Como médico de uma geração com valores e princípios, peço humildemente desculpa por esta atitude que
considero vergonhosa, da Ordem dos Médicos e sublinho que para proceder aos inquéritos há as entidades
competentes, nomeadamente o Ministério Público. ( Com critério de urgência.)
4- Há 2520 lares IPSS, com 90 mil idosos, que pelo escalão etário e multipatologia são de alto risco, é forçoso que a
maioria das vítimas mortais aconteçam em lares. ( É óbvio ) Estes pomposamente chamados ERPIS, (estruturas
residenciais para idosos) são na sua maioria Hospitais de Retaguarda, com doentes acamados, entubados,
algaliados, dependentes de 3.a pessoa para hábitos higiénicos e alimentares, com recursos humanos, ou mais, ou
menos diferenciados, totalmente insuficientes, assim como as condições físicas, porque não há vagas nos Cuidados
Continuados, onde estes doentes deveriam e têm o direito de estar. (A nível nacional faltam 7.000 camas.)

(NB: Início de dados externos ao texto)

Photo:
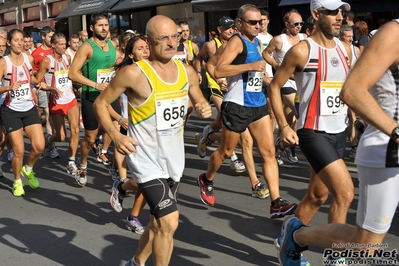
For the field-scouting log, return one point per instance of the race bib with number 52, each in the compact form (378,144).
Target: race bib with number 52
(105,75)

5- Eu trabalho em 3 lares, porque me sinto útil, sinto-me vivo, com capacidade intelectual e científica para o fazer, se
não me sentir bem, pego no malote e venho-me embora, ( não era a 1.a vez) não preciso de bajular as Direcções e as
Coordenações, mas estas têm sido inexcedíveis, especificamente cumprindo e ultrapassando até os planos de
contingência preconizados pela DGS e S. Social no contexto Sars Cov 2, mas pergunto, como se consegue o
distanciamento social de 2 metros num quarto de 3 camas com dimensões reduzidas? Pomos uma cama no telhado?
E como se convence um doente com perturbações mentais a manter a distância, amarramo-lo?
6- Eu sei que o texto é extenso, mas é impossível sintetizar, se referisse todos os prós e contras escrevia um livro.
Afirmo convictamente e com veemência, que apesar de todos os esforços, da dedicação e do cumprimento de todas
as regras, o que aconteceu no Lar de Monsaraz, pode acontecer em qualquer Lar, incluindo, lógicamente, nos que
eu trabalho. Basta para isso entrar um funcionário, apenas um, positivo assintomático!
7-Posto isto, a opinião pública não se deve deixar manipular pelos Opinion Makers, e, sem pôr em causa a liberdade
de expressão por um segundo sequer, devem pronunciar-se sobre o que sabem e contribuir positivamente para ser
parte da solução e não manter ou agravar o problema. Para isso, temos alguma Comunicação Social ( quase toda ),
que devido à guerra das audiências faz jus ao ditado " ouve-se mais um a dizer mal do que mil a dizer bem".
Post Scritpum: Não sou profeta da desgraça, mas com o desconfinamento ( necessário ) a gripe sazonal e o
Covid 19 simultâneos, o agravamento da pandemia é inevitável e as dificuldades nos Lares crescem
exponencialmente. Por mais fiscalizações que se façam ( pedagógicas, sem pretender encontrar bodes
expiatórios) não há milagres! (Urgente a antecipação da vacina da gripe, a sintomatologia pode ser semelhante,
não se pode isolar todos os doentes, nem enviar todos para as" zonas Covid ". Estou só a lembrar!)